Il ajoute par ailleurs que cette situation est peut-être « un mal pour un bien ». Dans ce sens, Abdessatar Badri rappelle que les hôteliers ne sont pas prêts pour recevoir un afflux de touristes très important. « Après deux ans de crise, on ne peut pas remettre à jour les structures et la qualité du service en seulement quelques mois. C’est pour cela que cette saison peut constituer une sorte de préparation pour l’année prochaine », nous dit-il.

D’autre part, Abdessattar Badri a insisté sur le fait que les autorités doivent en urgence adopter une stratégie afin d’améliorer la qualité d’accueil des voyageurs à l’aéroport de Tunis-Carthage. « Il n’est pas normal qu’un touriste européen fasse deux heures de vol pour que une fois arrivé à l’aéroport, il soit obligé d’attendre 2h voire 2h30 de plus pour sortir ».

En effet, de nombreuses images ont circulé sur les réseaux sociaux montrant des voyageurs agacés par la longue attente pour remplir les formalités de police ou pour récupérer les bagage à cause d’une logistique qui laisse à désirer.

Sans parler de l’infrastructure elle-même. « La première image que voit le touriste en arrivant à sa destination est l’aéroport. Ici à Tunis, il trouve d’abord une longue attente et ensuite en sortant des détritus par terre et des déchets de construction qui jonchent aussi le sol ! Le préau qui permet de faire patienter les touristes à l’ombre avant de monter dans les bus de transfert s’est transformé en parking de motos. C’est grave! ».

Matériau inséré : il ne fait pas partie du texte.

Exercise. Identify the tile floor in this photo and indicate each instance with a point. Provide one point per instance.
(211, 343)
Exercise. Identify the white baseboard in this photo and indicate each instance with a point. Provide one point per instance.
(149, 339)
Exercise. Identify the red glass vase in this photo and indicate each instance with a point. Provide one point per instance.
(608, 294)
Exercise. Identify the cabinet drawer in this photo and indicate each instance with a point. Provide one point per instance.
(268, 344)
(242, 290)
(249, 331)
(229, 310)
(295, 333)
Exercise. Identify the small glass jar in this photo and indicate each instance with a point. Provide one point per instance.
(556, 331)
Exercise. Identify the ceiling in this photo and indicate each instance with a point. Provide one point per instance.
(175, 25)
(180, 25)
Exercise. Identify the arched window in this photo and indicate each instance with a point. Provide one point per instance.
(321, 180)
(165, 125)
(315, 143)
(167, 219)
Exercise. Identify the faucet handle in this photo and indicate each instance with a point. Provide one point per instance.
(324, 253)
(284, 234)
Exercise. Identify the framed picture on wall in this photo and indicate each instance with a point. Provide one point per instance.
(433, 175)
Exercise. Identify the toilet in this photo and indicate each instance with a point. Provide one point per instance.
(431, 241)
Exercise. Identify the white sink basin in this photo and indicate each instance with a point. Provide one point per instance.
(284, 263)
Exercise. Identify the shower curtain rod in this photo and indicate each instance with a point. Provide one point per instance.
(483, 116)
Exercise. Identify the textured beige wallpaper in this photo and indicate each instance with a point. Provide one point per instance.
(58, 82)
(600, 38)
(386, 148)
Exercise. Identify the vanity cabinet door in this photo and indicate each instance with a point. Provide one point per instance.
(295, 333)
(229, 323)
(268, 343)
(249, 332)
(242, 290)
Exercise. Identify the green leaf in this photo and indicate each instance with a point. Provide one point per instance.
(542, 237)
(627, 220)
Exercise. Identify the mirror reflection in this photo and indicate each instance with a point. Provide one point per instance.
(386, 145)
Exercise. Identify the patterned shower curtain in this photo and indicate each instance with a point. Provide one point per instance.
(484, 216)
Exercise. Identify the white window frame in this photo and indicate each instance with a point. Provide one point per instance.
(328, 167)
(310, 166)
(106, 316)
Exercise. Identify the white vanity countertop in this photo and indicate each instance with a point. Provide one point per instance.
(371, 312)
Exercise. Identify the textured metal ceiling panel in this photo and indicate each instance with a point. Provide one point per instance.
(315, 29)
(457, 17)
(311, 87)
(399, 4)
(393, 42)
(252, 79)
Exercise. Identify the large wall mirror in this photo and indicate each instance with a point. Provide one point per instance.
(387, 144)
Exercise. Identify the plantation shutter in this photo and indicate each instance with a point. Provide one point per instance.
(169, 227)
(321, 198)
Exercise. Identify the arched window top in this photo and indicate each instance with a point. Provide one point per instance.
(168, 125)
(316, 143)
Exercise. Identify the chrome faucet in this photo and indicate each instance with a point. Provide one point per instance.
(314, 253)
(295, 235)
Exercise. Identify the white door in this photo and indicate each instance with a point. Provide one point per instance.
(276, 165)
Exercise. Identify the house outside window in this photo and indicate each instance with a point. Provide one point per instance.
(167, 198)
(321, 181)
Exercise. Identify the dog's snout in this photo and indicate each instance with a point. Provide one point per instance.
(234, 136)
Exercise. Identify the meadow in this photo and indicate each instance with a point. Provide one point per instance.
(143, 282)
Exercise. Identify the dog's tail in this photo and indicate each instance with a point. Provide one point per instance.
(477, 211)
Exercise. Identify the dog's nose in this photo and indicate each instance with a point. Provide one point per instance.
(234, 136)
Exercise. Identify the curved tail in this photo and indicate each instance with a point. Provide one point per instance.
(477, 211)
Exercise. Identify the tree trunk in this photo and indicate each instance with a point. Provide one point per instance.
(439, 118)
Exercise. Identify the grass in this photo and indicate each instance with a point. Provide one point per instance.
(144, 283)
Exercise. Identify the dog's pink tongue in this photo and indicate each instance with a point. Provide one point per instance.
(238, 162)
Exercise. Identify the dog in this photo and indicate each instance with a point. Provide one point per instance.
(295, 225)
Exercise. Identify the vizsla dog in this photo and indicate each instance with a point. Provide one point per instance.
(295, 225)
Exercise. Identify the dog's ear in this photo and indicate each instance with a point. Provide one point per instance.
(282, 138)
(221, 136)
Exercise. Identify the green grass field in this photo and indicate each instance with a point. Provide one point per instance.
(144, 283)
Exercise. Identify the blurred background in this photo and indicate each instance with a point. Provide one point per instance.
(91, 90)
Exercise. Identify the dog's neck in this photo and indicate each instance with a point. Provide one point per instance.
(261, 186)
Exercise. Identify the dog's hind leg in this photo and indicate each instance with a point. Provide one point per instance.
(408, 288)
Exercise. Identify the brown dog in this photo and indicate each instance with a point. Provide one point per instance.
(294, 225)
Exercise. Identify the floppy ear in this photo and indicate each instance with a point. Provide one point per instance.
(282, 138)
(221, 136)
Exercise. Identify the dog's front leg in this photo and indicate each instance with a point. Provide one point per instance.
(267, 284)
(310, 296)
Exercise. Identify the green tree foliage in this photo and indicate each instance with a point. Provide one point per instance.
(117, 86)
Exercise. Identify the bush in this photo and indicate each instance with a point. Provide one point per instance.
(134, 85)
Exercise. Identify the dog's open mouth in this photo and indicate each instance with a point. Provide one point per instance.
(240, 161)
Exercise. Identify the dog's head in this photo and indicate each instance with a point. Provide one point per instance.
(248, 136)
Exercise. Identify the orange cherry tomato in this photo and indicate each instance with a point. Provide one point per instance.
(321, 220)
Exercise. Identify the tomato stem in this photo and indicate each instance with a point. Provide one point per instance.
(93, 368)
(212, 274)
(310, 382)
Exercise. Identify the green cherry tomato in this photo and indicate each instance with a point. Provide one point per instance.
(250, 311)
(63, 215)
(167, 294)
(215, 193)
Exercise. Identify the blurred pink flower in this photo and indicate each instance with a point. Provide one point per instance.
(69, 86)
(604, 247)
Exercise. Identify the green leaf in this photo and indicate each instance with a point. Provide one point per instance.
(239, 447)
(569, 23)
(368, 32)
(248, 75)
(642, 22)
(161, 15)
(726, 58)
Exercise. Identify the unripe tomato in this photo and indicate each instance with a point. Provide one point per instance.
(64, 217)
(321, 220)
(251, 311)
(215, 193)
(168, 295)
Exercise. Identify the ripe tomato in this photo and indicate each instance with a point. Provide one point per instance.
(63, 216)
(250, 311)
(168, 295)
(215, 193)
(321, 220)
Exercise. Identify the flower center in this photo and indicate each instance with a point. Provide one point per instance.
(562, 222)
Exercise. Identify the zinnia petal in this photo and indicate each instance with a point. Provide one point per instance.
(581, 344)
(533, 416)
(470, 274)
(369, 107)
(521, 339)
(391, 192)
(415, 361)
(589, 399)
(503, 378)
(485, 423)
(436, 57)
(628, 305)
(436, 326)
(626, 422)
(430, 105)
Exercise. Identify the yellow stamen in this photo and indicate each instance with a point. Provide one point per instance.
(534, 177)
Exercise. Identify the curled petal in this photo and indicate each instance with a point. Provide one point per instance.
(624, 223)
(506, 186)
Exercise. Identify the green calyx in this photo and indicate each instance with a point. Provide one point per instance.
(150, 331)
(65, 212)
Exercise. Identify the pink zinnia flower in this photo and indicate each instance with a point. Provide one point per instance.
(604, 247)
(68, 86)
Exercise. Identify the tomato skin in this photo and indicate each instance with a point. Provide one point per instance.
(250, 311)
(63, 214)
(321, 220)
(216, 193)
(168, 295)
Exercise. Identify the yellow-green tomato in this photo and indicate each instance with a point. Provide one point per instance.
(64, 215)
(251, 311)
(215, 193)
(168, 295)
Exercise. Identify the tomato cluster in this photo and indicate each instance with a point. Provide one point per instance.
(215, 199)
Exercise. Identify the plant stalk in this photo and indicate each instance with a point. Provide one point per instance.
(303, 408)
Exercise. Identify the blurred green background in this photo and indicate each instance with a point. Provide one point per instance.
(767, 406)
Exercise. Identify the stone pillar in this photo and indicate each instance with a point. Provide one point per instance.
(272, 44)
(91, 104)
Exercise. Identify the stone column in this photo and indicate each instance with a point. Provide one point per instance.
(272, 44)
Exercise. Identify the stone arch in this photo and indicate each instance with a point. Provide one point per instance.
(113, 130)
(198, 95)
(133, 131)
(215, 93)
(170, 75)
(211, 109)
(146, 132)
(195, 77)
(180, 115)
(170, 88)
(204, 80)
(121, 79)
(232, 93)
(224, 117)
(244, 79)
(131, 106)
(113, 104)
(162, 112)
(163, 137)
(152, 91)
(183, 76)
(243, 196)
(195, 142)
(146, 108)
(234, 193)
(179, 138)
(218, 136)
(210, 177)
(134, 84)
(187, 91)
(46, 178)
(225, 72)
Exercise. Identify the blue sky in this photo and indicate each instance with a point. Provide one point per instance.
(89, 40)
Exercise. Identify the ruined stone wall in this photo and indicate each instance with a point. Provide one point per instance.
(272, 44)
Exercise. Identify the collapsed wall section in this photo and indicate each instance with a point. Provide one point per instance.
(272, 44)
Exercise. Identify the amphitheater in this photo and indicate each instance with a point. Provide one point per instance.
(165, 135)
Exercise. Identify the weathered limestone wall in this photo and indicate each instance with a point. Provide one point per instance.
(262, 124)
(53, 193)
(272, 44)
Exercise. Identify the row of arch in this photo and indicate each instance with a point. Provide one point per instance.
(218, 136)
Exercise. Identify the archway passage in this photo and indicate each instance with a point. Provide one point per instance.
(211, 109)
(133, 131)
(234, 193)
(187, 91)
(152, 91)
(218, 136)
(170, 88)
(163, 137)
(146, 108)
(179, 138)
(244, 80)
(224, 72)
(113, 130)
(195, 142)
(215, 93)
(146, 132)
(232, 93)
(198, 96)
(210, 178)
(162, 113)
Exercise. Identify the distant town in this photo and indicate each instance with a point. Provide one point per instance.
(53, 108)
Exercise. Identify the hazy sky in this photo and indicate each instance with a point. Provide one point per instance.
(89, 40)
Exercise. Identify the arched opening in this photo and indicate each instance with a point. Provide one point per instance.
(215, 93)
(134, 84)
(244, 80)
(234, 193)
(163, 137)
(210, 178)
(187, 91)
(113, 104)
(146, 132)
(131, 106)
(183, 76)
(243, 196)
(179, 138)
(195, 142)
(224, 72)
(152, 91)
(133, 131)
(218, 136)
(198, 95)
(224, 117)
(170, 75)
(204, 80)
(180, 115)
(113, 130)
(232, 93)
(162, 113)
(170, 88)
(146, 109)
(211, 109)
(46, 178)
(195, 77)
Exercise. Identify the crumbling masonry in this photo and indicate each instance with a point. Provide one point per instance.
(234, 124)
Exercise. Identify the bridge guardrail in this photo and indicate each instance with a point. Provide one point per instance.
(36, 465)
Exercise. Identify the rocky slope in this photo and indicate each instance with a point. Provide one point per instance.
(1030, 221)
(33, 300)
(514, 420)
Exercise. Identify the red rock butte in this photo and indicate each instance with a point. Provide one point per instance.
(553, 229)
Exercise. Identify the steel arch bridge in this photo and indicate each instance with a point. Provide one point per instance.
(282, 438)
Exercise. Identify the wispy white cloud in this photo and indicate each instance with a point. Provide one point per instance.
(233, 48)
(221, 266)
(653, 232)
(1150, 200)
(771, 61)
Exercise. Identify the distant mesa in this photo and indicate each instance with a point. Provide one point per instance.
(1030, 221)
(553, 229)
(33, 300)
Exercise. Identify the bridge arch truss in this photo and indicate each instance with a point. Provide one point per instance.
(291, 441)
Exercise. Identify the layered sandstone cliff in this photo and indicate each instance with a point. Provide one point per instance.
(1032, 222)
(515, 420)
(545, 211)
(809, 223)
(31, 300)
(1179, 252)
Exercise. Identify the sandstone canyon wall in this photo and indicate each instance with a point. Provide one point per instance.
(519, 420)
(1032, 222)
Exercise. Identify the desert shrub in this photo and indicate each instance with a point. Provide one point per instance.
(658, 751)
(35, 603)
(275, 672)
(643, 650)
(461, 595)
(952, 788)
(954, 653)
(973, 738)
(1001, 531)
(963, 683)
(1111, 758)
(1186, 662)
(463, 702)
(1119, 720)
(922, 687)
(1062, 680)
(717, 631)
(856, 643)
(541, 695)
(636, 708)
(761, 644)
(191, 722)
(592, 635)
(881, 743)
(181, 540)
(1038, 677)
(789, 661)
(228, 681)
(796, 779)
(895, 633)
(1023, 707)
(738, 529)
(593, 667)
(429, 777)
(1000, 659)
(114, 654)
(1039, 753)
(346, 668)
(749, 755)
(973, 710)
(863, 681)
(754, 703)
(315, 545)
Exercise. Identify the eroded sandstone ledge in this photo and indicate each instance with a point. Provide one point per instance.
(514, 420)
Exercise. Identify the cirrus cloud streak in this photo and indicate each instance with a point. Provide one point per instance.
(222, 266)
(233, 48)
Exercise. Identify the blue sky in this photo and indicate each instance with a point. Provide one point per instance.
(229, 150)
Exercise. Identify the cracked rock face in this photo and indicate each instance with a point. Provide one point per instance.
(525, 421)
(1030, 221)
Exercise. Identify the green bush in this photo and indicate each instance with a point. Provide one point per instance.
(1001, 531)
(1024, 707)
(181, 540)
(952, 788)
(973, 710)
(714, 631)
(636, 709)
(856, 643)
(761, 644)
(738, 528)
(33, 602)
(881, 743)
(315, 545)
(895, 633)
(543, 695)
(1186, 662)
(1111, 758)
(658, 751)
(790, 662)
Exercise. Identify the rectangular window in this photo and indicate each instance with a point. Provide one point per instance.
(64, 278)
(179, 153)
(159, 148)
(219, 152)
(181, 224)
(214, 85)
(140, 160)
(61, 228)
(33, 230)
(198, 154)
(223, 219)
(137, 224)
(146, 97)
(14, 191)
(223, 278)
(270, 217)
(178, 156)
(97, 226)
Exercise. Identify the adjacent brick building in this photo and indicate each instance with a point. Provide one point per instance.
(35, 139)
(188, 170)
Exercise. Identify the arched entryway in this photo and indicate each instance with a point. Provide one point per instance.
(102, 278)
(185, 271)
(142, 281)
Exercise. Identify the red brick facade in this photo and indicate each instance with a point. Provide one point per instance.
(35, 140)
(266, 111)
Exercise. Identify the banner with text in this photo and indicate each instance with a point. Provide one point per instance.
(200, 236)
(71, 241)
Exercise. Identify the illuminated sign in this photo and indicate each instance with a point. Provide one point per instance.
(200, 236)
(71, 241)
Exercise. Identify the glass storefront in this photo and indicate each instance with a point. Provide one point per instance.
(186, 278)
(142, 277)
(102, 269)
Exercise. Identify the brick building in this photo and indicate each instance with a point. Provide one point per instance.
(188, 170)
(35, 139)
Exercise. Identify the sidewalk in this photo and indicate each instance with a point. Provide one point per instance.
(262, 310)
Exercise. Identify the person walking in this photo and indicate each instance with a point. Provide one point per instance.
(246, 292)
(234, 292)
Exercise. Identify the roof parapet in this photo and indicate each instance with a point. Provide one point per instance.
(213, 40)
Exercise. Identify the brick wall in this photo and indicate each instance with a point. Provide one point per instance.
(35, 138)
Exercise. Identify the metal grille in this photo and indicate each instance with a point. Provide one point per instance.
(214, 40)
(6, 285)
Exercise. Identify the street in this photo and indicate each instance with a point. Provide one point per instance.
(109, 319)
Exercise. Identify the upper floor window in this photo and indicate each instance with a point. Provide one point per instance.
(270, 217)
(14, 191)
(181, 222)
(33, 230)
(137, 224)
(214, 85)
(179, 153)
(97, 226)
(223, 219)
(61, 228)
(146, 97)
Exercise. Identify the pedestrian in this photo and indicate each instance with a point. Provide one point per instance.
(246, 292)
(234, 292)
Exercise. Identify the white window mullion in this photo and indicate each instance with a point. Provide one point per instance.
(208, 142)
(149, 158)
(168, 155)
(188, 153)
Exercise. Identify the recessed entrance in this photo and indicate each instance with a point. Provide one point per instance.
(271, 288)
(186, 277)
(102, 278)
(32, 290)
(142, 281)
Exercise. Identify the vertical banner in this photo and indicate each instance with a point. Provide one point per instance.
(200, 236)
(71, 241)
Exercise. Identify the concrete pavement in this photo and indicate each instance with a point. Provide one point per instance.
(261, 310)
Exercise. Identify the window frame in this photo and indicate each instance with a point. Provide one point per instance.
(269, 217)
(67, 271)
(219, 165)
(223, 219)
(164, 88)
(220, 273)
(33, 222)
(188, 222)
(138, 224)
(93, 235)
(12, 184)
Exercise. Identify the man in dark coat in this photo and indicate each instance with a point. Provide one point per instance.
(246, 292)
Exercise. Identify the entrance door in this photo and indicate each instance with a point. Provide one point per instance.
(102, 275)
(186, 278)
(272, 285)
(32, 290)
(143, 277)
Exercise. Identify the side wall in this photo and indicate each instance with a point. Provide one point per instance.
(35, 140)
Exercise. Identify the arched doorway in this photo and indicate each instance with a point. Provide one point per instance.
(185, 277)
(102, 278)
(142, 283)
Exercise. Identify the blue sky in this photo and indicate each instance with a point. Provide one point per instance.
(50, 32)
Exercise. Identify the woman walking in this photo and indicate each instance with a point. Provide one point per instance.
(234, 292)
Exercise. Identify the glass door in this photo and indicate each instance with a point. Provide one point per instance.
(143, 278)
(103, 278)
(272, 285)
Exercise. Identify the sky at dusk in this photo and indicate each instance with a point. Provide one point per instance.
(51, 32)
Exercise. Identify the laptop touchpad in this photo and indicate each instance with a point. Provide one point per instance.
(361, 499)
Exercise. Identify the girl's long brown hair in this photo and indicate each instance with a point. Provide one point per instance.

Outre la saison estivale, il faut également travailler sur l’arrière saison, en hiver. En effet, les touristes anglais et français sont des habitués de cette période dite « creuse ». D’après Badri, deux tours opérateurs anglais ont déjà confirmé le maintien de 3 vols chacun, soit 6 vols pour cet hiver. « Six vols l’hiver valent plus que 20 vols l’été, car ce sont des avions charters qui sont remplis de touristes uniquement », conclu le DG de TTS.